Covid-19

Amapá, Rondônia e Mato Grosso são os estados com menor imunização contra Covid

Os três estados da Amazônia Legal lideram o ranking nacional negativo de vacinação da segunda dose, que garante a imunização.

Por Marcelo Winter - Rondônia Já

sábado, 10/07/2021 - 15:40
Amapá, Rondônia e Mato Grosso são os estados com menor imunização contra Covid
Estados tem baixo índice de segunda dose de vacinação contra Covid-19 - Foto: Divulgação

Amapá, Rondônia e Mato Grosso são os estados que lideram o ranking nacional negativo de aplicação da segunda dose da vacina contra Covid-19, que é a que garante o ciclo de imunização.

Os dados são da página coronavirusbra1, presente no Twitter e alimentada em tempo real com dados das secretarias estaduais de saúde de todos os estados. A página é adotada como uma das principais fontes de dados de várias emissoras de TV e sites jornalísticos.

Até a tarde deste sábado, os números da vacinação da segunda dose nos estados que menos aplicaram são os seguintes:

Os estados e a população vacinada 2ª dose

  • Amapá: 8,96%
  • Rondônia: 10,15%
  • Mato Grosso: 10,27%
  • Maranhão: 10,43%
  • Tocantins: 10,44%
  • Acre: 11,14%

Todos estes seis estados fazem parte da Amazônia Legal, a região do Brasil que recebeu menos doses de vacina contra Covid-19 e onde, em proporção inversa, Jair Bolsonaro teve maior percentual de votos nas eleições presidenciais.

Os percentuais de população imunizada nestes seis estados também é muito menor que a média de vacinação da segunda dose no Brasil, de 14,22%. E é justamente a última dose que garante a imunização.

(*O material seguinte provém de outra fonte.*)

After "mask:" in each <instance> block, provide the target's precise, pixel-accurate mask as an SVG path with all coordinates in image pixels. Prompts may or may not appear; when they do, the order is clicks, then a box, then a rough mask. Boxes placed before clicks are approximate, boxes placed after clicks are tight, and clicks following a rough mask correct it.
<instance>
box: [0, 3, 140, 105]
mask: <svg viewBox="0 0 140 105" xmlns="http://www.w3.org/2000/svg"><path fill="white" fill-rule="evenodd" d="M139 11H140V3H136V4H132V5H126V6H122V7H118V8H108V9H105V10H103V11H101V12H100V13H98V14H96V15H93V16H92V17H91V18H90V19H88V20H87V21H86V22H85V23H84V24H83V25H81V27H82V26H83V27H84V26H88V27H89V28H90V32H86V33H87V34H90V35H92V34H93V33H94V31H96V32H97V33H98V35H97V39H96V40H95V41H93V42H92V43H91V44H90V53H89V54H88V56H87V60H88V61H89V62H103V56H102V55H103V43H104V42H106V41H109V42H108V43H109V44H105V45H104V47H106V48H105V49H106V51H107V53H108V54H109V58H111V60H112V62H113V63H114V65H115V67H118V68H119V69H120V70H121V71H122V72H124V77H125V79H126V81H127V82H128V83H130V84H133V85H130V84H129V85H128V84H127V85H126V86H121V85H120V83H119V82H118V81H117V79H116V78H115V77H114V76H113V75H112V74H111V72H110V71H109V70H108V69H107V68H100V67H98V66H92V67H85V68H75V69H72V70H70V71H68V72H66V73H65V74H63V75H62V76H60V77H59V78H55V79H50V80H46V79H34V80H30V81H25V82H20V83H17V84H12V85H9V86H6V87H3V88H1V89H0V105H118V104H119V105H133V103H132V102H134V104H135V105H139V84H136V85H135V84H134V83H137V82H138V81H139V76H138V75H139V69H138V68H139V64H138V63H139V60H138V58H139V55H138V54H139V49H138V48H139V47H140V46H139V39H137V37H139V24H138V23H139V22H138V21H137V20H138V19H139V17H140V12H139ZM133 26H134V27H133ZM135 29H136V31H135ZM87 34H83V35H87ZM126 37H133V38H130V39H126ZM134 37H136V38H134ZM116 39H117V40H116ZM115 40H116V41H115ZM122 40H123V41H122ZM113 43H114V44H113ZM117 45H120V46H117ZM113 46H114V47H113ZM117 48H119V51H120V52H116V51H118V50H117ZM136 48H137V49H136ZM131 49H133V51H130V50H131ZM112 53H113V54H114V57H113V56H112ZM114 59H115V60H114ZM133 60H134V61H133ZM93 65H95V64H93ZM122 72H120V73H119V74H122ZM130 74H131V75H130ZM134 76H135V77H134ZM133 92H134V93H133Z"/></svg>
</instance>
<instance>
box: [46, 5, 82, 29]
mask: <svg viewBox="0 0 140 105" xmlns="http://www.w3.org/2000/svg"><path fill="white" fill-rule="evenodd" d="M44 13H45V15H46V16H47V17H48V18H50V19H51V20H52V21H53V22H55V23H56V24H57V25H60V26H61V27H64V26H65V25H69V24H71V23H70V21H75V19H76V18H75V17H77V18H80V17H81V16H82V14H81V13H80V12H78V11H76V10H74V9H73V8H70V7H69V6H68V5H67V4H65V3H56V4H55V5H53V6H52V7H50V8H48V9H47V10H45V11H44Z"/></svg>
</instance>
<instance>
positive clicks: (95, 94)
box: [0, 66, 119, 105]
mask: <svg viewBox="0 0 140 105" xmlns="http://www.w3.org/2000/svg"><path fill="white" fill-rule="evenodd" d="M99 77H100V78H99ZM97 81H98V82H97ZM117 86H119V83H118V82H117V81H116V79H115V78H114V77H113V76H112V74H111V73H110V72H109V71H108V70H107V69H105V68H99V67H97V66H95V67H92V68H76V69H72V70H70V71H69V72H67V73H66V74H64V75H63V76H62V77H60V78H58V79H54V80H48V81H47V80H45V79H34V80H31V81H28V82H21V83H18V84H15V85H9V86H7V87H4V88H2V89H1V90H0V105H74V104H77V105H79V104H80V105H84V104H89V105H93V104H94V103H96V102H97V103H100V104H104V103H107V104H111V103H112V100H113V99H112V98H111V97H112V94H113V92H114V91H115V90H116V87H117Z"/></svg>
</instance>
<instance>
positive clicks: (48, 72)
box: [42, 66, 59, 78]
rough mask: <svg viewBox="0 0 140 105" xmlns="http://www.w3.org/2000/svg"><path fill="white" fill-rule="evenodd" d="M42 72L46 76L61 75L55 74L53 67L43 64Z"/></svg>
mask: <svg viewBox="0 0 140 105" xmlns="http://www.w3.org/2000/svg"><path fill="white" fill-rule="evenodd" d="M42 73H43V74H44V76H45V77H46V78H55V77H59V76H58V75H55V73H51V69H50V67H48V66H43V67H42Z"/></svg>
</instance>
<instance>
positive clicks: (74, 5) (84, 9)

O ritmo de vacinação no nosso país também é pequeno, quatro vezes mais lento do que a vacinação nos Estados Unidos, é o que revelou em abril o portal Our World in Data, da Universidade de Osford.

Não é só o ritmo de vacinação que é mais lento no Brasil. O próprio índice de 14,22% de população definitivamente imunizada é insuficiente para conter a Covid-19.

A CPI da Pandemia no Senado revelou que o índice de população imunizada com as duas doses seria muito maior caso o Governo Federal não tivesse recusado as ofertas feitas pelos laboratórios no meio do ano passado.

A situação só não está pior, porque os Ministérios Públicos Estaduais e o Federal tem atuado junto ao Ministério da Saúde para o envio de mais vacinas para as regiões com baixa cobertura, como foi o caso de Rondônia, que somente agora está recebendo uma quantidade regular de vacinas, graças à uma decisão da Justiça Federal.